Opinion
Featured Image
 Shutterstock

The country is in severe distress, and we need a strong leader to solve the nation’s problems. Here are the reasons—reading from the pamphlet left in your mailbox—why you should vote for this candidate:

  1. He is a charismatic, very inspiring orator
  2. His great knowledge of economics will help him lead us out of this depression and ensure full employment
  3. His infectious personal warmth and friendliness will raise the national morale
  4. He will build the country’s military to the level of world’s most powerful
  5. He has a clear strategy to win back territories once part of this country
  6. He will improve the educational system in all the states
  7. He will adjust the tax system to attract world corporations  and investors
  8. He will unify the country’s native people by extermination of those racially impure, the non-Arians

Of course, those morally sane would be horrified by “Issue” #8. Imagine, though, if you are in the company of friends or acquaintances and make known your repugnance for this candidate. Would you not be in total shock if anyone were to say something like, “Oh, yes, you may not agree with Issue #8, but look at all of the other positive aspects of his candidacy; he’s so superior to his opponent!”

In historical perspective we easily see how absurd this argument is for a Hitler vote. Yet, we find ourselves hearing the same pleas today when we change Issue #8 above to: “Will protect a woman’s absolute right to control her own body,” or a similar phrase. If you declare yourself to be pro-life, you are sometimes labeled a one-issue voter, a social conservative, or even a religious fanatic.
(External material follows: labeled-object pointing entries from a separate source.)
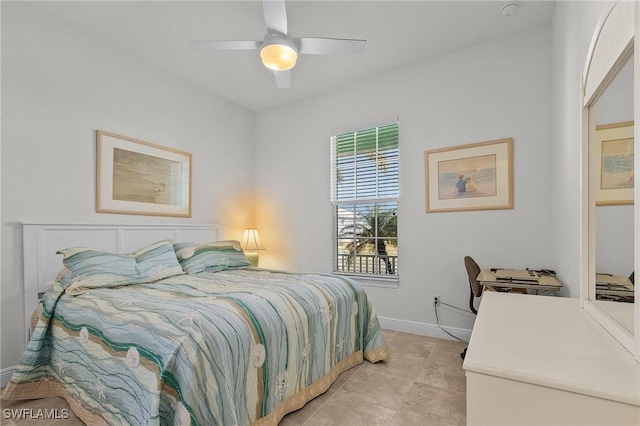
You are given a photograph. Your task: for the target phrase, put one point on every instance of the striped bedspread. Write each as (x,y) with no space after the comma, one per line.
(235,347)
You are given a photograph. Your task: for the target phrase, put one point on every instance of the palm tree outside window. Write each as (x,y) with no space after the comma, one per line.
(365,190)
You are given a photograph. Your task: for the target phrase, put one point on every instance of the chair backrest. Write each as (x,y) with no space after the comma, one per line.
(473,270)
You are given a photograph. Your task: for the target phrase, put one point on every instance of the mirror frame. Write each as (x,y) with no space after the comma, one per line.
(613,42)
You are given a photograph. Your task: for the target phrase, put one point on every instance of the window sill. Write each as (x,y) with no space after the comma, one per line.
(371,281)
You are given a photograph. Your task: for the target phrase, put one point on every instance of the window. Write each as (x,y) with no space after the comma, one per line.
(365,182)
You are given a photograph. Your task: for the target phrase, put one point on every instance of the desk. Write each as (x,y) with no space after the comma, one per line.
(614,287)
(488,278)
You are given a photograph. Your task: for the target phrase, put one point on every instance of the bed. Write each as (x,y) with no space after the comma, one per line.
(177,332)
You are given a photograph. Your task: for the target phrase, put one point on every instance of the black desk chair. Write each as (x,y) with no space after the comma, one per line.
(475,289)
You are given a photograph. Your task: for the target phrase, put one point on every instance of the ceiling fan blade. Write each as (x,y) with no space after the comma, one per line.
(331,46)
(225,45)
(283,79)
(275,15)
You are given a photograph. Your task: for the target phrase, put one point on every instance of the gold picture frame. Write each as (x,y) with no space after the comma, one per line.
(141,178)
(614,166)
(476,176)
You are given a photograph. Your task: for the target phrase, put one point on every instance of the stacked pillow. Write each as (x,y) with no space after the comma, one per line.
(91,268)
(210,257)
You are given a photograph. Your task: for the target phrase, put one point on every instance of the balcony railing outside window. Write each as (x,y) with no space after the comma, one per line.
(367,264)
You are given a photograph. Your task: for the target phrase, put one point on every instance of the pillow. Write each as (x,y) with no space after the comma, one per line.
(92,268)
(211,257)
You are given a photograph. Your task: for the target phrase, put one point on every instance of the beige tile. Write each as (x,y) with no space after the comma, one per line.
(451,346)
(427,404)
(345,408)
(422,383)
(399,365)
(388,334)
(377,388)
(443,369)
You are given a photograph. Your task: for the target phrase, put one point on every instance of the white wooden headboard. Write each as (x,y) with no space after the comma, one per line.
(41,242)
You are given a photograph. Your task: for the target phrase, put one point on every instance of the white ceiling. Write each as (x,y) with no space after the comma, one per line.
(399,33)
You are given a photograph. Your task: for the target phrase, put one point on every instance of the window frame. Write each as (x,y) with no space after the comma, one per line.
(367,278)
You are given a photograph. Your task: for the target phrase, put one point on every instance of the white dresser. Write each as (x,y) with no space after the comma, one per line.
(536,360)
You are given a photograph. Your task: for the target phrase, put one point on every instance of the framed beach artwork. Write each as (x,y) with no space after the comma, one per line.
(614,165)
(136,177)
(477,176)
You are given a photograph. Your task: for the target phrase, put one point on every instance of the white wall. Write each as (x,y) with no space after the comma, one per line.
(490,91)
(58,86)
(573,26)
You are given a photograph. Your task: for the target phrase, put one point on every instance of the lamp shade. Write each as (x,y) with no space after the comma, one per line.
(251,240)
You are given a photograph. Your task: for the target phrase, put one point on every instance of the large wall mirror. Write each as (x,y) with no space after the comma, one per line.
(609,210)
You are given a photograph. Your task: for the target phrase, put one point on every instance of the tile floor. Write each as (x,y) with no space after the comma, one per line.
(421,384)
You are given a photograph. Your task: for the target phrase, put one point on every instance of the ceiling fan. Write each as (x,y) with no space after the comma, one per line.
(278,49)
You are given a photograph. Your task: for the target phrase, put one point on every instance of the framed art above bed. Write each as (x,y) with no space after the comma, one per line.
(136,177)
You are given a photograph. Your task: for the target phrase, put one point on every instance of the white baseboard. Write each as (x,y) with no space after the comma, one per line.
(423,329)
(5,375)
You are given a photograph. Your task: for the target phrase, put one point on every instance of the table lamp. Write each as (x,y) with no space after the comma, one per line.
(250,243)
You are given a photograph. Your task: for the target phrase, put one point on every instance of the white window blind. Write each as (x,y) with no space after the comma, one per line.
(365,185)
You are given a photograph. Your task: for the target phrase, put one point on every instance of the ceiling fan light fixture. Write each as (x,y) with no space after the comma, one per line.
(279,54)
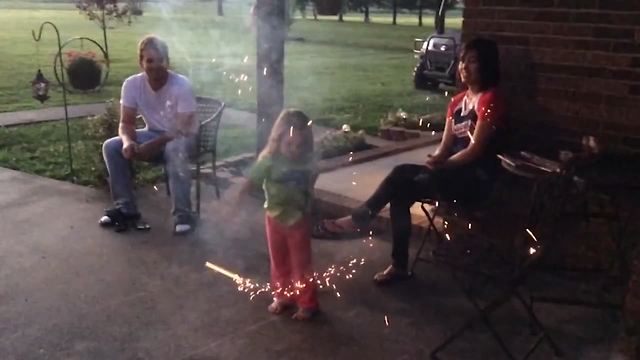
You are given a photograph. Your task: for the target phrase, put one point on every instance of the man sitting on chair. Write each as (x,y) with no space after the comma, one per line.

I recently found myself, in this mid-term election, faced with a dilemma: Both the Republican nominees for U.S. senator and for governor in my state—despite the national party’s pro-life platform—were proudly “pro-choice.” Of course, the two Democrat counterparts were not only pro-aborts but also favored socialistic economic policies and other “issues” with which I disagreed.

What did I do?

I voted for the only pro-life Republican candidate on the ballot for a major office—Congressman—and then for Republicans for the remaining minor offices (Register of Deeds, Sheriff, etc.).  I LEFT BLANK the box next to the candidate for governor and, on the U.S. senator line, printed in the name of the pro-life candidate who had lost in the primary to the “pro-choice” one because of huge amounts of money sent to the latter by the national Republican Party, a story for another day.

I believe that a key reason we are trapped and pressured into having to hold our noses and vote for pro-choice candidates, deemed “the lesser of the two evils,” is because of language trickery: Why do we continue to trivialize abortion, by calling it an “issue”? It is not!  Opposition to the execution of children in the womb is a premise of human civilization. Admit it or not, to be “pro-choice” is to be a barbarian, like someone during the 1930s in Germany favoring genocide, and worse than someone in ante-bellum America favoring slavery; at least slaves were alive and could hope for freedom.

The above common-sense thesis should be obvious to any loyal LifeSiteNews reader, but what more can we all do? First, refuse to vote for any pro-abortion candidate, despite the perception that a worse person might be elected, and make your decision known to your friends and to the local and national Republican committees, especially if you receive solicitations for funds. Second, don’t let anyone call abortion an “issue”; speak up and take the hits. Third, contact your bishop and pastor, urging them to remind Catholics that they can never vote for pro-abortion candidates. If they express fear about loss of tax exemption or violation of some phony concept of church-state separation, inform them that a violation occurs only when a church endorses for an office by naming a specific candidate. It is a major scandal that a majority of Catholics regularly vote for candidates who either directly support abortion or who whimper “I’m personally opposed, but…”  Fourth, pray.